Oh to raise a lantern on a long stick,
Under the salt of stars to follow a dog,
And, rooster in pot, enter a fortune-teller’s yard.
But white, white snow scalds my eyes till they smart.
Mowers bring back
Goldfinches fallen from their nests.
I shall wring loose from these burning lines,
Get back to the order of sound where I belong,
To the blood’s grass-like and ringing connection,
Nerving myself for the dream beyond reason.
To wrench our age out of prison
A flute is needed
To connect the sections
Of disarticulated days …
And buds shall swell again,
Shoots splash out greenly.
But your backbone is broken,
My beautiful, pitiful century.
With an idiot’s harsh and feeble grin
You look behind:
A beast, once supple,
Ponders its paw-marks in the sand.
I look the frost in the face, alone –
It’s going nowhere, I come from nowhere –
And always the breathing wonder of the plain
Ironed, folded without a crease.
Plagued by their miraculous and all-engulfing hunger,
What can we do with the murderous plains?
Surely what we deem to be their openness
We ourselves – falling asleep – behold;
And everywhere the questions swell – where do they go,
And where do they come from?
And is not he who makes us shriek in our sleep
Slowly crawling across them –
The space for Judases not yet born.
And I gasp after them, yelling
At some frozen wood-pile:
Just a reader, someone to speak with, a doctor!
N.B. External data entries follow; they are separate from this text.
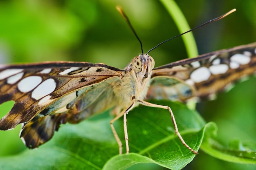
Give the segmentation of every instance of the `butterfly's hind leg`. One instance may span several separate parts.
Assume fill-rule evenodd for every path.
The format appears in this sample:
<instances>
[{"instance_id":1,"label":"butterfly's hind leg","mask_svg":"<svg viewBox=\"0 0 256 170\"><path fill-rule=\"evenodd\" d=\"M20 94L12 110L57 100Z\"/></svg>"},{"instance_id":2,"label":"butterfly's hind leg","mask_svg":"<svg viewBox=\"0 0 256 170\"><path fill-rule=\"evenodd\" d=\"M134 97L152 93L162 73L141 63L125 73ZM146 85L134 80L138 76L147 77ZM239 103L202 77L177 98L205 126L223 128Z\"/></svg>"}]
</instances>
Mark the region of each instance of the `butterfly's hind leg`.
<instances>
[{"instance_id":1,"label":"butterfly's hind leg","mask_svg":"<svg viewBox=\"0 0 256 170\"><path fill-rule=\"evenodd\" d=\"M127 119L126 119L126 114L128 114L129 111L135 105L135 100L134 99L133 102L132 104L127 109L124 110L122 110L121 112L120 112L119 114L117 115L116 117L114 118L112 120L110 121L110 126L111 127L111 129L112 130L112 131L113 132L113 133L114 134L114 136L115 136L117 141L117 144L118 144L118 146L119 146L119 154L121 154L122 151L122 142L120 139L120 138L118 136L118 135L117 133L117 131L116 131L114 126L113 125L113 123L118 119L122 116L124 115L124 139L125 140L126 142L126 153L128 153L129 151L129 143L128 141L128 132L127 132Z\"/></svg>"},{"instance_id":2,"label":"butterfly's hind leg","mask_svg":"<svg viewBox=\"0 0 256 170\"><path fill-rule=\"evenodd\" d=\"M171 117L172 121L173 121L173 126L174 126L174 130L175 130L175 133L177 134L177 136L179 137L180 140L181 141L181 142L182 143L183 145L186 146L188 149L189 150L191 150L193 153L197 155L198 152L193 150L192 148L190 148L189 146L184 141L184 140L182 138L182 137L181 136L181 135L179 132L179 130L178 130L178 127L177 126L177 124L176 123L176 121L175 120L175 118L174 117L174 115L173 115L173 111L172 111L171 108L167 106L162 106L159 105L158 104L153 104L152 103L149 103L146 102L145 102L144 100L138 100L137 102L139 102L141 104L142 104L144 106L146 106L149 107L155 107L155 108L162 108L168 110L169 110L169 112L170 113L170 114L171 115Z\"/></svg>"},{"instance_id":3,"label":"butterfly's hind leg","mask_svg":"<svg viewBox=\"0 0 256 170\"><path fill-rule=\"evenodd\" d=\"M121 140L120 139L119 137L118 136L118 135L117 135L117 131L113 125L113 124L114 122L118 119L124 115L124 111L122 111L119 114L117 115L116 117L112 119L110 121L110 127L111 127L111 129L112 130L112 132L113 132L113 134L114 134L114 136L115 136L115 138L116 139L117 141L117 144L118 144L118 146L119 146L119 154L121 154L122 151L122 148L123 148L123 144L122 144L122 142Z\"/></svg>"}]
</instances>

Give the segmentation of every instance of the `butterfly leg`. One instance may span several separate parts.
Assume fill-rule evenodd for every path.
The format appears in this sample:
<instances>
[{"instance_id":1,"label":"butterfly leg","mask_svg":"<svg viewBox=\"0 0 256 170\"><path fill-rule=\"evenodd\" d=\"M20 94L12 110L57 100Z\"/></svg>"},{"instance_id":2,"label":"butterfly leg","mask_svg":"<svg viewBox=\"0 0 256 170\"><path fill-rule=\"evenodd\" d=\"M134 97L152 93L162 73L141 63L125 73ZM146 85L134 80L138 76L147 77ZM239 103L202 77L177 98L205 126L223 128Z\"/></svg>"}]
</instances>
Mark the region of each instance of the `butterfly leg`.
<instances>
[{"instance_id":1,"label":"butterfly leg","mask_svg":"<svg viewBox=\"0 0 256 170\"><path fill-rule=\"evenodd\" d=\"M139 102L141 104L143 105L149 107L155 107L155 108L162 108L168 110L169 110L169 112L171 115L171 117L172 121L173 121L173 126L174 126L174 130L175 130L175 133L177 135L180 140L181 141L181 142L182 143L183 145L186 146L188 149L189 150L191 150L193 153L197 155L198 152L193 150L192 148L190 148L189 146L184 141L184 140L182 138L182 137L181 136L181 135L179 132L179 130L178 130L178 127L176 123L176 121L175 121L175 118L174 117L174 115L173 115L173 111L172 111L171 108L170 107L167 106L162 106L159 105L158 104L153 104L150 103L148 103L148 102L145 102L144 100L138 100L137 102Z\"/></svg>"},{"instance_id":2,"label":"butterfly leg","mask_svg":"<svg viewBox=\"0 0 256 170\"><path fill-rule=\"evenodd\" d=\"M133 100L133 102L132 104L126 109L122 110L120 113L117 115L117 116L114 118L112 120L111 120L110 122L110 126L111 127L111 129L112 129L112 131L113 132L113 133L114 134L114 136L115 136L117 141L117 144L118 144L118 146L119 146L119 154L121 154L122 151L122 142L121 142L121 140L120 139L120 138L118 136L118 135L117 135L117 131L116 131L114 126L113 125L113 123L118 119L120 118L122 116L124 115L124 139L125 140L126 146L126 153L128 153L129 151L129 143L128 141L128 132L127 132L127 119L126 119L126 114L128 114L129 111L135 105L135 99Z\"/></svg>"},{"instance_id":3,"label":"butterfly leg","mask_svg":"<svg viewBox=\"0 0 256 170\"><path fill-rule=\"evenodd\" d=\"M118 119L124 115L124 113L125 110L122 111L120 113L119 113L117 117L116 117L115 118L112 119L110 121L110 127L111 127L111 129L112 130L112 132L113 132L113 134L114 134L114 136L115 136L115 138L116 139L116 140L117 142L117 144L118 144L118 146L119 146L119 154L121 154L122 151L122 148L123 148L123 145L122 144L122 142L121 142L121 140L120 139L119 137L118 136L118 135L117 135L117 131L113 125L113 124L114 122Z\"/></svg>"}]
</instances>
A conversation on the bitter stairs!
I’ve gone into the depths of time –
And found it numb.
Eyes once keener than a sharpened scythe –
In the pupil a cuckoo, a drop of dew –
Now barely able to pick out, in full magnitude,
The lonely multitude of stars.
If our enemies take me
And people stop talking to me,
If they confiscate the whole world –
The right to breathe, open doors,
Affirm that existence shall go on
And that the people, like a judge, shall judge,
And if they dare to keep me like an animal
And fling my food on the floor,
I won’t fall silent or deaden the agony,
But shall write what I am free to write,
Only let it be now on earth, and not in heaven,
As in a house full of music. –
If only we don’t scare or wound them –
It would be pleasant to survive.
Forgive me for what I’m telling you;
Quietly, quietly read it back to me.
O Lord, help me to live through this night -
I'm in terror for my life, your slave:
to live in Petersburg is to sleep in a grave.